内置的质量和安全指标采用查询和响应对，以及特定评估器的附加信息。

内置评估程序的数据要求

内置评估器可以接受查询和响应对和/或 jsonl 格式的对话列表。

对话和单轮文本支持	对话和单轮文本和图像支持	仅为文本提供单轮支持
`GroundednessEvaluator`、`GroundednessProEvaluator`、`RetrievalEvaluator`、`DocumentRetrievalEvaluator`、`RelevanceEvaluator`、`CoherenceEvaluator`、`FluencyEvaluator`、`ResponseCompletenessEvaluator`、`IndirectAttackEvaluator`、`AzureOpenAILabelGrader`、`AzureOpenAIStringCheckGrader`、`AzureOpenAITextSimilarityGrader`、`AzureOpenAIGrader`	`ViolenceEvaluator`、`SexualEvaluator`、`SelfHarmEvaluator`、`HateUnfairnessEvaluator`、`ProtectedMaterialEvaluator`、`ContentSafetyEvaluator`	`UngroundedAttributesEvaluator`、`CodeVulnerabilityEvaluator`、`ResponseCompletenessEvaluator`、`SimilarityEvaluator`、`F1ScoreEvaluator`、`RougeScoreEvaluator`、`GleuScoreEvaluator`、`BleuScoreEvaluator`、`MeteorScoreEvaluator`、`QAEvaluator`

注释

除 SimilarityEvaluator 以外的 AI 辅助质量评估程序带有原因字段。它们采用包括思维链推理在内的技术来生成对分数的解释。因此，由于评估质量的提高，它们会在生成过程中消耗更多的标记使用量。具体而言，对于所有 AI 辅助评估程序，评估程序生成的 max_token 已设置为 800（对于 RetrievalEvaluator，该值则设置为 1600，以适应更长的输入）。

注释

Azure OpenAI 评分员需要一个模板，用于描述其输入列如何转换为评分员使用的“真实”输入。示例：如果有两个名为“query”和“response”的输入，并且采用如下格式的模板： {{item.query}}，则仅使用查询。类似地，你可以使用类似于 {{item.conversation}} 的语句来接受对话输入，但系统处理该输入的功能取决于如何配置评分器的其余部分以期待该输入。

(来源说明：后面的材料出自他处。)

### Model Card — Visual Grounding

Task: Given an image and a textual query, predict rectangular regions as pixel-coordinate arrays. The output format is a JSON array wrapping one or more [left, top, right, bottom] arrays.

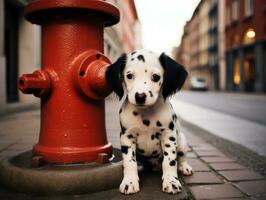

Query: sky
[[135, 0, 199, 55]]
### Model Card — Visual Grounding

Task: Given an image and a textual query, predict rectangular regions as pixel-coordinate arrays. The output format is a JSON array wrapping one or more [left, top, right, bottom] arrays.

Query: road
[[176, 91, 266, 125], [172, 91, 266, 157]]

有关代理评估程序的数据要求的详细信息，请转到使用 Azure AI 评估 SDK 在本地运行代理评估。

对文本的单轮支持

所有内置评估器在字符串中的查询和响应对中采用单轮输入，例如：

from azure.ai.evaluation import RelevanceEvaluator

query = "What is the cpital of life?"
response = "Paris."

# Initializing an evaluator
relevance_eval = RelevanceEvaluator(model_config)
relevance_eval(query=query, response=response)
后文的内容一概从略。